Cortis si alzò pallido.
«Quello no» diss’egli.
L’altro lo guardò stupefatto e rispose con voce malferma:
«Come, no? Chi è lei per dire no?
«Io sono uno» tuonò Cortis «che quando dice no a lei e a cento come lei, non c’è più da dire sì a meno di sentirsi sul viso...
Non finì la frase, rovesciò d’un colpo, per farsi largo, sedie, tavolino, vassoio e tutto che c’era su, si piantò a fronte di colui con le braccia incrociate sul petto. La padrona strillò, i garzoni corsero; quegli altri, sbalorditi, sgomentati, non sapevano più in che mondo si fossero. Cortis, visto che colui nè parlava, nè si moveva, gittò la sua carta di visita ai garzoni che raccoglievano i cocci.
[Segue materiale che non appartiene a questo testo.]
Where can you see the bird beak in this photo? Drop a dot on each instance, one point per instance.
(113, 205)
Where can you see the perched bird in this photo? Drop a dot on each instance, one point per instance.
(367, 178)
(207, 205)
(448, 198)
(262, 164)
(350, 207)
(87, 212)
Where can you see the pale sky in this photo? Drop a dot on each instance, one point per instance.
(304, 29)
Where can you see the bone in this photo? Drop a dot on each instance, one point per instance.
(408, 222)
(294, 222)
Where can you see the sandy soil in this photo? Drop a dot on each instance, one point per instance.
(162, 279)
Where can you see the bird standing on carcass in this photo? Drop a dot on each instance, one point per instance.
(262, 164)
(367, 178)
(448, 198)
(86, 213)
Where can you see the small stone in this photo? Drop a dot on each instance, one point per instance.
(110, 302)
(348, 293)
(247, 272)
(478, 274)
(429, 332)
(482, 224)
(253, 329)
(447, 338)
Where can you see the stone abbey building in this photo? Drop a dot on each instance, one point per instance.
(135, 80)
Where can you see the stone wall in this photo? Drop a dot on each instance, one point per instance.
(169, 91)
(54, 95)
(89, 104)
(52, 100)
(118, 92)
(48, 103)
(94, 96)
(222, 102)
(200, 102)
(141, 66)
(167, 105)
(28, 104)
«Pagherò tutto» diss’egli; «anche un bicchierino di rhum che porterete a questo signore.
E uscì dal caffè.
Un quarto d’ora dopo correva nel calesse del vetturale Schiro sulla via di Villascura, pensando ad Elena. Si sentiva male: sentiva una tormentosa inquietudine, un fastidio mortale di sè, della politica, dei nemici abbietti, degli amici stupidi, della collera mostrata a quelli, della tolleranza usata con questi. Sì, l’Italia! Ma già se non riusciva oggi, sarebbe riuscito domani. Era il suo destino e anche il suo proposito; ma pure, un giorno d’amore! Dimenticar tutto tutto per un giorno solo, disprezzare il mondo ed unirsi, lei, la più bella, egli, il più forte! Fantasmi di felicità intensa gli attraversavano la mente. Dalla strada che, correndo diritta fra i platani sull’orlo di un immenso piano, cavalca di tratto in tratto le limpide acque dell’alpe imminente, gli occhi di Cortis risalivano avidi le correnti, cercavan le macchie adombrate dagli scuri nuvoloni assisi sulla fronte della montagna. Si vedeva là con Elena in una casa perduta fra i silenzi deserti. Elena non aveva quel suo solito sguardo pieno di tristezza occulta: era tanto felice di amarlo! Ora se la sentiva fra le braccia ridente e tremante come quelle acque pure, ora la cercava nel bosco, ed ella gli saltava incontro, gli posava il capo sul petto, gli diceva sottovoce: Sei felice? Io tanto.
Cortis si buttò nell’altro angolo del calesse, a guardar l’orizzonte lontano dov’ella era scomparsa.